Higher incidence of nursing home need—and higher out-of-pocket costs—are concentrated among more affluent households, says Michael Hurd, lead author of the study and a senior principal researcher at Rand. “We know that well-to-do people are more healthy and they live longer,” he says. “That means they are more likely to live to an age where nursing home use is heavy, and more likely to pay for it themselves, since few have long-term care insurance and the well-to-do are less likely to qualify for Medicaid.”
And the researchers conclude that the risks for women are much higher than for men. Sixty-four percent of women will use some level of nursing home services, compared with 51 percent for men; but women’s mean usage is double—301 nights for women compared with 141 nights for men.
“Part of this is the greater longevity women experience, but another factor is that women, on average, marry men who are three years older,” Hurd explains. “So the odds of the husband dying before the wife is elevated. Most men die married and most women die single.That means men are more likely to have someone available who can care for them.”

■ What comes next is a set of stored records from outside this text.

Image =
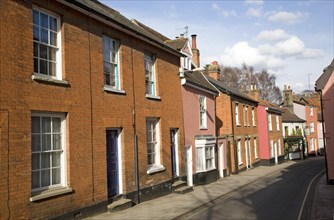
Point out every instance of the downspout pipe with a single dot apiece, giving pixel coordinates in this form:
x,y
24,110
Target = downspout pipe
x,y
323,131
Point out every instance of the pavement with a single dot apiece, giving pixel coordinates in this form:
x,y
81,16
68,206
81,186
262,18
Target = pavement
x,y
175,206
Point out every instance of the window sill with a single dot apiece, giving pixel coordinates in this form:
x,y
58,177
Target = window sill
x,y
153,97
113,90
48,80
155,169
50,193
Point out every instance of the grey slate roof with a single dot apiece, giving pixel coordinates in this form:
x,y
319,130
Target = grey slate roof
x,y
323,79
229,90
289,116
197,78
105,12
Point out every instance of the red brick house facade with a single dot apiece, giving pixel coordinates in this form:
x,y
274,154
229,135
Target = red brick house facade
x,y
88,103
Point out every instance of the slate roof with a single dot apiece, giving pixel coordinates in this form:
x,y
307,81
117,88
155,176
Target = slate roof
x,y
289,116
271,106
103,11
197,78
323,79
229,90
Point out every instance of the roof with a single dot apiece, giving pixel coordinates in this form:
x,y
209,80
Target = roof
x,y
323,79
197,78
98,10
271,106
289,116
229,90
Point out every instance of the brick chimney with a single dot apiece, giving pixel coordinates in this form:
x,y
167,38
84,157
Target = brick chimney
x,y
288,97
195,50
254,92
214,70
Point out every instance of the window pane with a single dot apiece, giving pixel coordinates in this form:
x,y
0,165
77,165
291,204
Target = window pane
x,y
35,179
46,142
35,15
35,65
56,142
45,178
35,125
35,142
56,159
45,160
46,124
53,38
35,162
44,20
36,33
43,51
53,23
52,69
44,36
56,176
43,67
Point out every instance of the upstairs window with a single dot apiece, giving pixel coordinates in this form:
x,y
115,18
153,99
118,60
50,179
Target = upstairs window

In a similar vein, Rand found that risk of a long stay is lower for people with children; for example, those with four or more children will spend 38 percent less on care than people with no children. “The lifetime risk of needing care doesn’t vary by whether you have children, but the amount of time spent in a nursing home can vary quite a bit,” Hurd says. “It may be that following a rehabilitation stay, people with children are able to go back to their homes and communities more quickly.”
Indeed, Rand’s findings confirm other data on the importance of caregiving provided by family members, especially daughters. Rand found that the maximum number of nursing home nights used was 33 percent higher for those without children, compared with those who had four or more children. The length of stay was even lower for patients who have daughters.
But that trend may not persist in the future, because average family size in the U.S. is shrinking. “People in their mid 60s or late 50s today have many fewer children, on average, than those who are at an advanced age,” he says.
What’s more, we’re headed for a severe shortage of caregiving—paid and unpaid—according to Paul Osterman, a professor of human resources and management at the Massachusetts Institute of Technology’s Sloan School of Management. Osterman is the author of a new book, "Who Will Care for Us: Long-Term Care and the Long-Term Workforce" (Russell Sage Foundation, 2017), which examines trends in the labor force market for caregivers.
Osterman concludes that in 2030 there will be a national shortage of 151,000 paid direct-care workers and 3.8 million unpaid family caregivers. By 2040, the shortfall will be much larger: 355,000 paid workers, and the family and friends shortfall will be a whopping 11 million.
Implications for planners
How should planners approach these risks with their clients? Not by urging them to buy LTCI, Hurd says. “For most people, these policies are not well designed—they have maximum numbers of years that will be covered, and maximum daily payment rates—so it’s not really insurance because it doesn’t insure against the long-tail event of a very long stay—you’d be on your own.”
Instead, Hurd says, the data point to the need to have a serious conversation with your clients about their comfort level with Medicaid. This will depend on their attitudes about using the public insurance program, and whether they are married or single—since Medicaid coverage is triggered only after spending down assets to poverty levels. “If your client is a completely rational person, he or she doesn’t care if he is on Medicaid or not—it’s public insurance and it is there for them, and they’ll use it if necessary.
“A single person who isn’t concerned about making a large bequest might be fine spending down what he or she has and letting Medicaid pick up the rest; but others may not be comfortable with it.”